- Directed by: Helen Walsh
- Written by: Helen Walsh
- Produced by: David A. Hughes; David Moores; Chris Clark; Mike Goodridge;
- Starring: Barry Ward; Lorne MacFadyen; Henry Lawfull; Celyn Jones;
- Cinematography: Sam Goldie
- Edited by: Ricardo Saraiva
- Music by: Felix Rösch
- Production company: Red Union Films;
- Distributed by: Matchbox Films Verve Pictures
- Release dates: August 16, 2025 (Edinburgh); July 24, 2026 (United Kingdom);
- Running time: 111 minutes
- Country: United Kingdom
- Language: English

= On the Sea (film) =

2025 British drama film

On the Sea is a 2025 British drama film written and directed by Helen Walsh. The film stars Barry Ward, Lorne MacFadyen, and Henry Lawfull.

The film premiered in competition at the 78th Edinburgh International Film Festival on 16 August 2025.

==Premise==
Set in a remote fishing community in North Wales, the film follows Jack, a mussel harvester who expects his son to continue the family trade. Tensions arise when his son resists this expectation, and the arrival of a new deckhand further complicates relationships within the community. As personal and familial dynamics unfold, the story explores themes of identity, desire and belonging.

==Cast==
- Barry Ward as Jack
- Henry Lawfull as Tom
- Lorne MacFadyen as Daniel
- Liz White
- Celyn Jones
- Danny Webb
- Julian Lewis Jones as William
==Production==
Written and directed by Helen Walsh, the film was loosely inspired by a real-life individual known to Walsh. The project developed further when Walsh incorporated the setting of mussel harvesting communities in North Wales, which informed the film's narrative and themes.

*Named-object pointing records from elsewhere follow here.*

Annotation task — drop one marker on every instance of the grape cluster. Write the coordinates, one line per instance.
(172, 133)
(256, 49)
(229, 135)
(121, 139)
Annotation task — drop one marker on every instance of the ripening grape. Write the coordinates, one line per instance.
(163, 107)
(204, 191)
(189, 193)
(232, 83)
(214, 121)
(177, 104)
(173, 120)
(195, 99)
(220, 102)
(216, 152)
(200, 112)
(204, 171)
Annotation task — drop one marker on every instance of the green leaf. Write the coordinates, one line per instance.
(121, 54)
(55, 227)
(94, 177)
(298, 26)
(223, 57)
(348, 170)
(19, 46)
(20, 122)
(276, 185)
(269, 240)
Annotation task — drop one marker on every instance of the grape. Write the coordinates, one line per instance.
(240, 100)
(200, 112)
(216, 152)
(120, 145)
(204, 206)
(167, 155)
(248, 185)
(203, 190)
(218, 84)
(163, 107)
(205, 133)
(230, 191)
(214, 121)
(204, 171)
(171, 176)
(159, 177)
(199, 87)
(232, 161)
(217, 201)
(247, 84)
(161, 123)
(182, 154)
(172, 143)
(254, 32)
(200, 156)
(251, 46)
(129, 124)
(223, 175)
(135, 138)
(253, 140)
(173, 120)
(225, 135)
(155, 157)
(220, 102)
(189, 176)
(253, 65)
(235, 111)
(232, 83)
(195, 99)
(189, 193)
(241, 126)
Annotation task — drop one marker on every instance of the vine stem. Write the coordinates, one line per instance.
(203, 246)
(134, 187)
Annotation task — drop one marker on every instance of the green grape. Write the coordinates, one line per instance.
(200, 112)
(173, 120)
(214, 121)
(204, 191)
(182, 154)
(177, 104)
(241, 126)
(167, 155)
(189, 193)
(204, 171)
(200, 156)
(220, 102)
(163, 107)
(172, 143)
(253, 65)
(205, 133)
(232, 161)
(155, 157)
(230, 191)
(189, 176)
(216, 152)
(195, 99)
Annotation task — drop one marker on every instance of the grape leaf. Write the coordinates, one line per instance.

The film was produced on a budget of under £1 million and shot with a small crew using a scaled-down production approach. International sales for the film are handled by The Yellow Affair.
==Release==
On the Sea had its world premiere at the 78th Edinburgh International Film Festival on 16 August 2025. It had its North America premiere at the 2026 Palm Springs International Film Festival. The film was released in UK cinemas by Matchbox Films and Verve Pictures on 24 July 2026.

==Reception==
===Critical reception===
In a review for Film Threat, critic Alan Ng described the film as "pretty typical" of coming-out narratives, criticizing its romantic development as lacking buildup and stating that it "just feels dated and done before."

In a review for Variety, the film was described as a character-driven drama with a strong sense of place, noting its performances and its portrayal of a late-in-life coming-out story with emotional restraint and realism.

Nikki Baughan of Screen Daily described the film as a character-driven drama focused on identity and relationships within a traditional coastal community, highlighting its restrained storytelling, performances, and use of setting to shape the narrative.